Sobre su máxima extravagancia, respondió sin dudar: “Mi rampa de USD 1 millón. ‘Valió cada centavo’”, reafirmó ante Vanity Fair. Esta inversión simboliza, para el deportista, un espacio dedicado a la creatividad y el desafío.

La curiosidad y el aprendizaje constante impulsan a Tony Hawk a buscar nuevos desafíos dentro y fuera del skate

Reconoció que la impuntualidad y las lesiones por trucos simples le resultan especialmente frustrantes. Su rasgo más distintivo, según describió, es la fiabilidad, y aspira a envejecer sin dolor.

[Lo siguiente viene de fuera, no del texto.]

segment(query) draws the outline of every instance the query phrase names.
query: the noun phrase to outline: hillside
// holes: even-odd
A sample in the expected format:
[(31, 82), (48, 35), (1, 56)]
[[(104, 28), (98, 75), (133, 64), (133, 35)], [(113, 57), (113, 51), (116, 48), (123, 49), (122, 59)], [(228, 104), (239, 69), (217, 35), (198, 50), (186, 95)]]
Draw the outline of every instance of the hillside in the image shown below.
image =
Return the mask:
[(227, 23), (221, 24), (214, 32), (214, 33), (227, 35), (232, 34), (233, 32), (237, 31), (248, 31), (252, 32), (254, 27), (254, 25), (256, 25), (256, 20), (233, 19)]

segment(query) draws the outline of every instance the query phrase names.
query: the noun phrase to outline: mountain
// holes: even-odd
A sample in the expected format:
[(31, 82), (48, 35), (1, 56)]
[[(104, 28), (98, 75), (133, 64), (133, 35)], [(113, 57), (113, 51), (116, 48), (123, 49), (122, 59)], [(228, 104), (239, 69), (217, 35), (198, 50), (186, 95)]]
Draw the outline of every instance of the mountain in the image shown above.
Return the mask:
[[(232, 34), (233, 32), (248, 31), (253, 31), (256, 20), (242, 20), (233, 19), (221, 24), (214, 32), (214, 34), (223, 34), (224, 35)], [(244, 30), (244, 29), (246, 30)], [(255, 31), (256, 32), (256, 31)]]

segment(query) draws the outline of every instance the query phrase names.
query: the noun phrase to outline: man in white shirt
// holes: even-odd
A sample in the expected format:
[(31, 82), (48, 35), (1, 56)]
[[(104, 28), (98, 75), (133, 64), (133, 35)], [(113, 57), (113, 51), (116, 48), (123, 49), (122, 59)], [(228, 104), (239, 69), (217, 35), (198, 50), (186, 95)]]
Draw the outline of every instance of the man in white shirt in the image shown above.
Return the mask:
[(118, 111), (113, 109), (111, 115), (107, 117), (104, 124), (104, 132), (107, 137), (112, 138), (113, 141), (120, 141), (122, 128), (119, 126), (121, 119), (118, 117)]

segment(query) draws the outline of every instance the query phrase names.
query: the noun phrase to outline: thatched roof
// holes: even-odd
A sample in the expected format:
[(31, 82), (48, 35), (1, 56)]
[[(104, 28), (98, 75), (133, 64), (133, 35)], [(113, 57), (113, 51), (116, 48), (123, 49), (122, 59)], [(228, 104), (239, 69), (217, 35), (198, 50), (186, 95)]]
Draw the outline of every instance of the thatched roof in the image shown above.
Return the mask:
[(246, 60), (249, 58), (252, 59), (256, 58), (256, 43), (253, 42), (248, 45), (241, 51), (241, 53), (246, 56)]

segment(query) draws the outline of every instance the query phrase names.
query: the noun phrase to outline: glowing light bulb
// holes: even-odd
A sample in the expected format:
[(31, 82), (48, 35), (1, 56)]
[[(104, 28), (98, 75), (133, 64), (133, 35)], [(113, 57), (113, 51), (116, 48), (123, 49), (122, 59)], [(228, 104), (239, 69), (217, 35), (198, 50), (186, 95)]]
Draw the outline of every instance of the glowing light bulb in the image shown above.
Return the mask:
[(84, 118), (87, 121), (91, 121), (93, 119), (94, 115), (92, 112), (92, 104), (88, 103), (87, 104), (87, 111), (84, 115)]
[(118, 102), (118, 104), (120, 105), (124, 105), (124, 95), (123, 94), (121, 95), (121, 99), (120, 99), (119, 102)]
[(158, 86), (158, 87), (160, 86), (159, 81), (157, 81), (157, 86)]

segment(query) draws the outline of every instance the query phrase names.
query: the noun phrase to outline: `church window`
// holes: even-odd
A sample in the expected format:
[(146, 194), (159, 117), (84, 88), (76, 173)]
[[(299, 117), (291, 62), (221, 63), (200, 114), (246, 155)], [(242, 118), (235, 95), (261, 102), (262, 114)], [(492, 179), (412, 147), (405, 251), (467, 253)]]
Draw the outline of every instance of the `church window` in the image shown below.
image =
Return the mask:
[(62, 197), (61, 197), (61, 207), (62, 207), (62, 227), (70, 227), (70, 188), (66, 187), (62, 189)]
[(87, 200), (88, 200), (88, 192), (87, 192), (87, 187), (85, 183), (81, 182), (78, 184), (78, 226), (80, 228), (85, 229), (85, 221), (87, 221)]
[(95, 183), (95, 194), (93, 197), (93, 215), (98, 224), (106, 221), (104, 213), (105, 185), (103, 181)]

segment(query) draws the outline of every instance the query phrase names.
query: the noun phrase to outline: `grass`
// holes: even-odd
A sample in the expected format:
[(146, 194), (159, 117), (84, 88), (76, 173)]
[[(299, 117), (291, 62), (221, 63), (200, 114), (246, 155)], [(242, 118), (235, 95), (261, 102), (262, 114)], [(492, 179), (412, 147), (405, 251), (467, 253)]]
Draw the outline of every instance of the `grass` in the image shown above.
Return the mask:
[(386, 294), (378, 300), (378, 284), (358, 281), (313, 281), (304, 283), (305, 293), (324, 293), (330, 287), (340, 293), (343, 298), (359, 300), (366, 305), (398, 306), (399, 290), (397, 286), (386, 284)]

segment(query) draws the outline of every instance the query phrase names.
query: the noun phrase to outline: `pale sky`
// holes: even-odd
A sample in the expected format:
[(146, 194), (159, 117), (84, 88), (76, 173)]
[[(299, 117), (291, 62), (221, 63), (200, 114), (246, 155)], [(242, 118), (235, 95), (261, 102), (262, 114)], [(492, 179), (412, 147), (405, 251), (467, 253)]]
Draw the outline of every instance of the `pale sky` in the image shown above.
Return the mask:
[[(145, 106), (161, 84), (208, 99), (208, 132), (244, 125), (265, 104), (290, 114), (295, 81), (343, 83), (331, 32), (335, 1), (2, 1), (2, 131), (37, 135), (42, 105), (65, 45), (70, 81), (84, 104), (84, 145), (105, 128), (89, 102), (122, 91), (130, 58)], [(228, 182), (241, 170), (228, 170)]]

La conversación recogida por Vanity Fair exhibió la faceta más accesible y sincera de Hawk, desde la broma sobre reencarnar en un ave de presa —“sería justo, después de compartir el mismo nombre toda mi vida”— hasta su deseo de perpetuar la pasión por el skate y contribuir al desarrollo social.

Además, Hawk expresó que la curiosidad y el aprendizaje constante siguen siendo motores esenciales en su vida, tanto dentro como fuera del skatepark, impulsando su búsqueda de nuevos desafíos personales.